Cláudio Magalhães recebeu um SMS do seu operador para concluir a subscrição de um serviço de valor acrescentado pelo qual iriam cobrar cerca de quatro euros. Ignorou. Minutos depois recebeu nova mensagem informando-o de que lhe iria ser debitado 3,99 euros por semana, por um serviço que não tinha subscrito. A reclamação é uma das 602 que, até 31 de julho, chegaram ao Portal da Queixa sobre cobrança indevida de serviços de Wap Billing. O acordo de autorregulação subscrito há mais de um ano pela Meo, Vodafone, NOS e Nowo não impediu que as reclamações dos consumidores parassem de chegar: mais 35,5% em relação aos primeiros sete meses de 2018. A Anacom defende que o número de queixas é "residual". Os operadores estão "vigilantes", tendo reforçado "os seus processos e mecanismos de controlo", garante a Apritel, mas julho já é o mês com o maior número de reclamações na rede social de consumidores.

Responder nas redes sociais a inquéritos para ganhar vales de descontos ou clicar um jogo online grátis começou a trazer surpresas desagradáveis na fatura de telecomunicações aos consumidores. E em 2017, as queixas chegaram em catadupa. No Portal da Queixa nesse ano foram mais de mil, um aumento de 600% relativamente ao ano anterior. Perante a pressão dos consumidores, a Anacom decidiu intervir. Mas sendo a Lei das Comunicações Eletrónicas omissa neste ponto, o regulador fez uma proposta de alteração que determinava que a cobrança só poderia ser feita pelos operadores "nos casos em que os clientes o tenham autorizado prévia e expressamente através de uma declaração em suporte duradouro". Se não o fizessem, a Anacom podia aplicar uma coima. A Lei das Comunicação está desde fevereiro no Parlamento à espera de ser discutida, mas os operadores anteciparam-se. Em maio do ano passado, a Apritel anunciou que os operadores, através de um acordo de autorregulação, iriam acatar a recomendação do regulador.

O que diz a Apritel e a Anacom

O acordo no entanto não parece estar a ser eficaz, a avaliar pelo número de queixas dos consumidores. Só em sete meses chegaram 602 reclamações ao Portal da Queixa, com as empresas Mobibox (49%), Go4Mobility (21%) e Mobile Apps (7%) a gerar o maior volume. Do lado dos operadores, o Meo lidera com 13% das queixas, seguido da Vodafone (11%) e NOS (6%). As reclamações não variam muito do tema principal, em que ninguém compreende a razão ou a origem da subscrição, mas 37% referem-se a questões relacionadas com o pedido de cancelamento, seguido de cobrança (33%) e subscrição indevida (30%).
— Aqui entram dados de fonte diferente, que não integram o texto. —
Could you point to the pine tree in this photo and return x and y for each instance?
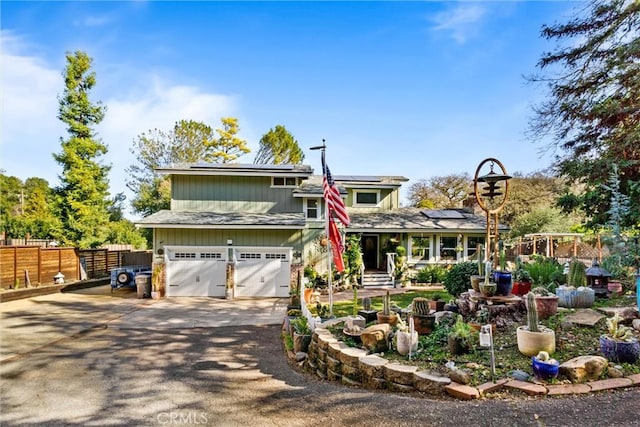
(83, 196)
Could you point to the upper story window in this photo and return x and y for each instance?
(472, 246)
(313, 209)
(284, 181)
(366, 198)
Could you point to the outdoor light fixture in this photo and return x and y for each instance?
(490, 190)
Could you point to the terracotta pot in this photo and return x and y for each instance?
(307, 294)
(391, 319)
(488, 290)
(532, 343)
(424, 324)
(436, 305)
(503, 282)
(547, 306)
(475, 282)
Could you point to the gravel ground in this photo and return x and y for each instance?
(240, 376)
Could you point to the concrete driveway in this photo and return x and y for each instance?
(93, 359)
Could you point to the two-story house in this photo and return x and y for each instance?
(254, 226)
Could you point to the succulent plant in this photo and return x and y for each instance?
(420, 306)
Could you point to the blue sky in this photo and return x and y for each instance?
(417, 89)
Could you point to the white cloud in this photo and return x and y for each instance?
(459, 22)
(30, 131)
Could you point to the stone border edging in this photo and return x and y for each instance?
(331, 359)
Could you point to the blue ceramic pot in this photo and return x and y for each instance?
(620, 351)
(544, 370)
(503, 280)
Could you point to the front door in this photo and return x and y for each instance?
(370, 252)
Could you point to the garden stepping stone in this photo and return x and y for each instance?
(584, 316)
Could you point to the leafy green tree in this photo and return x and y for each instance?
(591, 113)
(82, 202)
(228, 147)
(188, 142)
(125, 232)
(277, 147)
(440, 192)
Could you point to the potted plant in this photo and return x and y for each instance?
(366, 312)
(385, 316)
(488, 288)
(546, 302)
(502, 277)
(355, 320)
(311, 275)
(521, 279)
(406, 338)
(576, 294)
(461, 337)
(534, 338)
(619, 345)
(301, 334)
(544, 367)
(424, 321)
(437, 303)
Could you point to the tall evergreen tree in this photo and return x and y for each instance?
(83, 196)
(228, 147)
(278, 147)
(593, 110)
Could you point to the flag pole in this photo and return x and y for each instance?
(326, 233)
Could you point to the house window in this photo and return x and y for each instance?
(366, 198)
(280, 181)
(420, 248)
(313, 208)
(448, 248)
(472, 247)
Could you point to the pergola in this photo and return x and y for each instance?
(550, 237)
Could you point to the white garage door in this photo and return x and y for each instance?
(196, 272)
(262, 272)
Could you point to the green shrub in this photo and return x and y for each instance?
(432, 273)
(457, 279)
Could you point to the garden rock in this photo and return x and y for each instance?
(614, 372)
(375, 337)
(584, 368)
(459, 376)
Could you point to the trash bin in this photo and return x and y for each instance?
(143, 285)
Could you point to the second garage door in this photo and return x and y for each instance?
(262, 272)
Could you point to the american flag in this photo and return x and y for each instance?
(332, 197)
(337, 248)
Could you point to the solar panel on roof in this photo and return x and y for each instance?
(443, 214)
(356, 178)
(241, 166)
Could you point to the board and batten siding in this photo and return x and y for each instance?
(246, 194)
(389, 199)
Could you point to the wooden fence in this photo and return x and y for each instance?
(20, 265)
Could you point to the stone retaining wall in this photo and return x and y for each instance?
(330, 358)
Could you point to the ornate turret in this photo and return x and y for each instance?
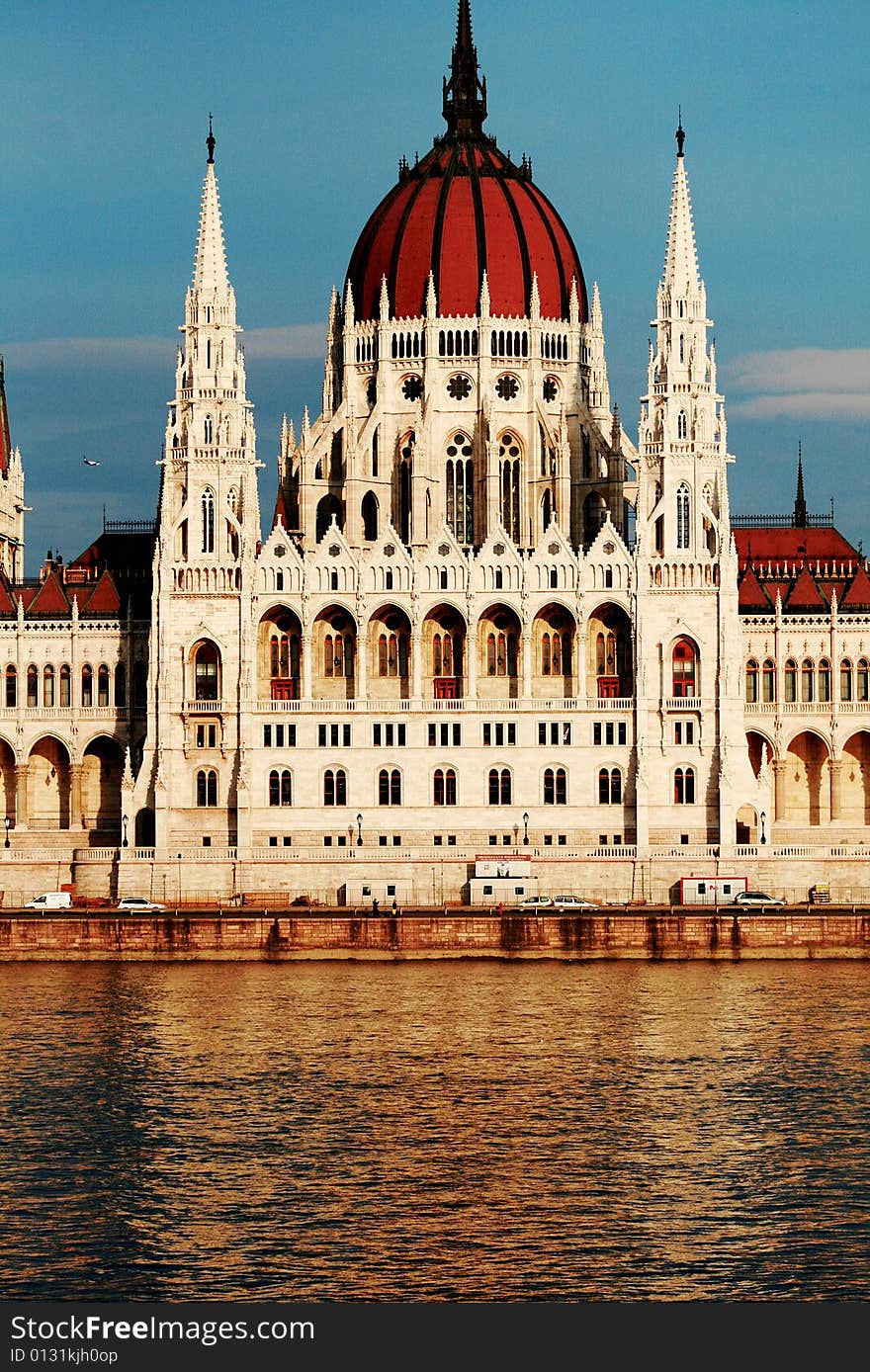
(464, 89)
"Os dados de que dispomos não nos permitem concluir que há um acréscimo expressivo do número de queixas sobre Wap Billing", defende a Apritel. "Os operadores móveis continuam vigilantes acerca do tema, cumprem e exigem dos seus parceiros o cumprimento escrupuloso do código de conduta que implementaram para a prestação deste tipo de serviços. Qualquer situação de fraude que ocorra é imediatamente corrigida", garante a associação, frisando que, na sequência do código de autorregulação, "cada operadora reforçou os seus processos e mecanismos de controlo", que permitem aos clientes a "possibilidade de inibir ou gerir este tipo de subscrições". Por isso, diz a Apritel, "com maior robustez destes mecanismos e à medida que aumenta o conhecimento e a sensibilidade para os riscos relacionados com a adesão a estes serviços, acreditamos que as queixas, que comparadas com o mesmo período do ano passado já registam uma queda significativa, venham a manter-se em níveis baixos".
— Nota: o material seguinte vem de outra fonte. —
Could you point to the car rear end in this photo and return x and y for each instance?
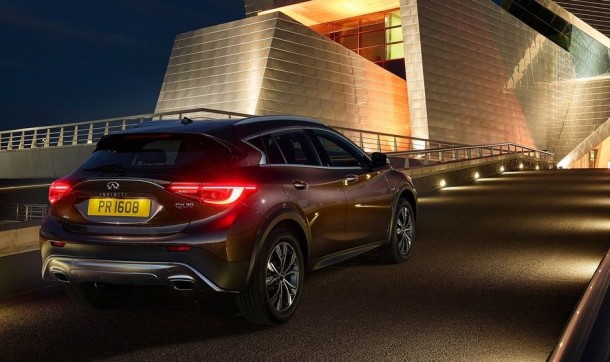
(153, 207)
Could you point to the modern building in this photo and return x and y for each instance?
(472, 72)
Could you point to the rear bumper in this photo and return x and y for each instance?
(176, 275)
(143, 265)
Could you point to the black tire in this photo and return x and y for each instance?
(402, 234)
(99, 296)
(273, 293)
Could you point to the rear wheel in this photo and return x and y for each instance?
(276, 284)
(402, 233)
(99, 295)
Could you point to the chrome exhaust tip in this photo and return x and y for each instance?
(182, 284)
(60, 275)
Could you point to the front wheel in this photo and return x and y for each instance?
(402, 233)
(276, 284)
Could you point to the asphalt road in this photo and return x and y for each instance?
(497, 269)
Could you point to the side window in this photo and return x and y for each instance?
(295, 148)
(283, 148)
(272, 152)
(339, 152)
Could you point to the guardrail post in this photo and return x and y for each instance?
(90, 134)
(75, 136)
(34, 139)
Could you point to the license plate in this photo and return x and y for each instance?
(119, 207)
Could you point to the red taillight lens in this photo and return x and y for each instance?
(211, 193)
(57, 190)
(179, 248)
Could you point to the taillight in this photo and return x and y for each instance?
(57, 189)
(218, 194)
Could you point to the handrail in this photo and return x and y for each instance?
(586, 336)
(82, 133)
(425, 157)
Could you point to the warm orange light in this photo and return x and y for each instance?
(322, 11)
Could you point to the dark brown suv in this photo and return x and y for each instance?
(243, 206)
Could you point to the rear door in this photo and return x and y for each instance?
(317, 193)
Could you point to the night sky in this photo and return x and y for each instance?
(65, 61)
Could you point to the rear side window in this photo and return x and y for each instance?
(338, 152)
(292, 148)
(151, 153)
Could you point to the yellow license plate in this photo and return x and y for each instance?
(119, 207)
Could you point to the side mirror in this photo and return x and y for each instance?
(378, 160)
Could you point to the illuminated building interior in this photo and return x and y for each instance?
(475, 72)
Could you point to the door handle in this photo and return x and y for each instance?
(299, 185)
(351, 178)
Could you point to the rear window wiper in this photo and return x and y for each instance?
(113, 168)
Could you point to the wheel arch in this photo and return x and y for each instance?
(285, 218)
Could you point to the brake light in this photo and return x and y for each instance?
(217, 194)
(57, 189)
(179, 248)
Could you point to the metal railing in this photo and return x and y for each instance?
(414, 150)
(83, 133)
(587, 337)
(25, 212)
(385, 142)
(428, 157)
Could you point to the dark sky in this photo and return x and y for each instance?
(65, 61)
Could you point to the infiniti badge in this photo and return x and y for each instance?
(112, 185)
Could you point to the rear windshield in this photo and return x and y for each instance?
(157, 153)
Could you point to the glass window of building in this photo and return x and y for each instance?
(376, 37)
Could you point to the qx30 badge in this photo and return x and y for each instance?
(112, 185)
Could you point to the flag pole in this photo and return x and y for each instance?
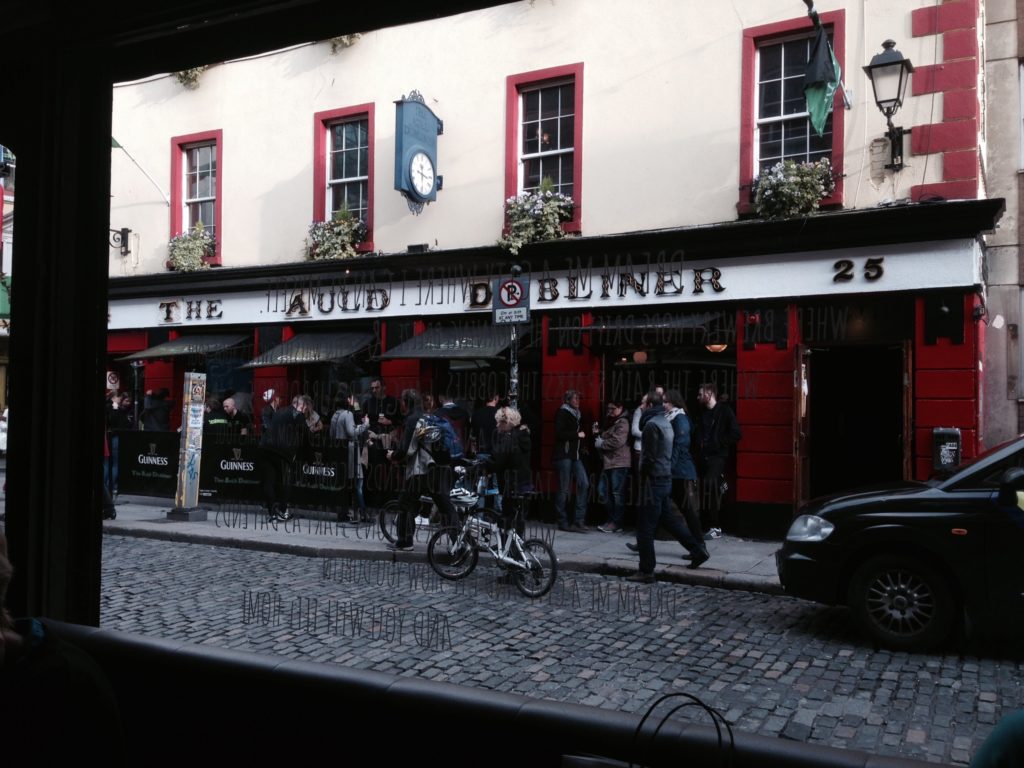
(117, 145)
(813, 15)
A Anacom fala de um nível "residual" de queixas após o acordo entre os operadores. "Em 2018, o número de reclamações tornou-se residual no conjunto das reclamações recebidas. Os dados relativos a 2019 também apontam nesse sentido", diz fonte oficial do regulador. Até abril, o Wap Billing representava 0,3% das reclamações que deram entrada no regulador, há um ano esse valor era de 0,9%.

Para Pedro Lourenço, CEO do Portal da Queixa, o problema reside no vazio legal. "À data, não existe nenhum impedimento para a continuação deste tipo de serviço. Resta apenas aos consumidores estarem alerta para se precaverem de valores retirados da sua conta por serviços que não solicitaram."